In most non-functional programming languages, you might achieve this task like this:
sum = 0
list = []
for(element of [1, 2, 3]) {
list.append(element * 2)
sum += element
}
list /* [2, 4, 6] */
sum /* 6 */
This is quite different from how we have been doing things so far. In the example above, the for
loop is changing the values of list
and sum
directly, which is then reflected in those variables once the loop is over.
Unfortunately, there is no mechanism to write this using for-comprehensions in Elixir. We need to fallback to map_reduce
or reduce
algorithms, going back to the problems described at the top of this post.
Local mutable variables
Koka is a very interesting programming language that introduces mutability in places, either for performance or clarity, without sacrificing functional principles. The idea is that all mutability should be local to a function, so for all users of said functions it still behaves like immutable functional code.
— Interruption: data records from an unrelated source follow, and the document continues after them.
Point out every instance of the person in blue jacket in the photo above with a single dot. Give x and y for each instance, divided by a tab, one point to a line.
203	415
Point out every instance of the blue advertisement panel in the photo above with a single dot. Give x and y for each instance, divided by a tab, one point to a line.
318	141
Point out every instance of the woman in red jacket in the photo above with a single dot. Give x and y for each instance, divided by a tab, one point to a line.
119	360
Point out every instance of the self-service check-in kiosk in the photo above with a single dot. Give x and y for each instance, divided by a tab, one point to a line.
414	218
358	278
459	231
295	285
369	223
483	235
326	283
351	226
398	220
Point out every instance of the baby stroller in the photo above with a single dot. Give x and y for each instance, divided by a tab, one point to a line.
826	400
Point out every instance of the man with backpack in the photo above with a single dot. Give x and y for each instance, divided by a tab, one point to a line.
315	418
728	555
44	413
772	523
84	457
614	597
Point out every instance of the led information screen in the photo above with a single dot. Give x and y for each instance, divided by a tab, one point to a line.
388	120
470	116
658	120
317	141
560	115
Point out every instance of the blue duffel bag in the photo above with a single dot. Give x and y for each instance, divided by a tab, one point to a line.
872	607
With mutable functions, we could solve the problem above like this:
mut sum = 0
list =
for element <- [1, 2, 3] do
sum = element + sum
element * 2
end
list #=> [2, 4, 6]
sum #=> 6
Local mutable variables can only be mutated within their scope. You can mutate them inside if
/unless
, for
comprehensions, cond
, receive
… but that’s all. So you could write code like this, if you want to:
mut list = []
if some_value? do
list = ["prefix" | list]
end
But you cannot write code like this, since anonymous functions escape the local function:
mut sum = 0
Enum.map([1, 2, 3], fn x ->
sum = x + sum
end)
In fact, the code above would fail to compile. Once we enter an anonymous function, any mutable variable becomes tainted, and attempting to reassign it leads to crashes. Passing a mutable variable to another function will only pass its current value and it is no longer mutable.
In other words, the mutation is fully local and it never escapes the current function, so the mutability can never be observed outside of the function. Furthermore, Elixir will take care of compiling mutable variables to purely functional code, and not even the implementation itself will rely on mutability.
Revisiting the problem
With all of this said, how we can solve the initial problem with local mutable variables:
mut section_counter = 0
mut lesson_counter = 0
for section <- sections do
if section["reset_lesson_position"] do
lesson_counter = 0
end
section_counter = section_counter + 1
lessons =
for lesson <- section["lessons"] do
lesson_counter = lesson_counter + 1
Map.put(lesson, "position", lesson_counter)
end
section
|> Map.put("lessons", lessons)
|> Map.put("position", section_counter)
end
By adding reassignment to the language in the form of local mutable variables, we can considerably reduce the amount of noise. We do this while still preserving the immutability semantics of data-structures and of all function callers. The only modification I have done to the solution is to start counting from zero, so we can store the incremented values in sessions and lessons.
I hope this provides some food for thought on this long-running discussion. Personally speaking, I find this solution gives the guarantees we expect from a functional language while providing a safe and clear alternative for those coming from imperative backgrounds.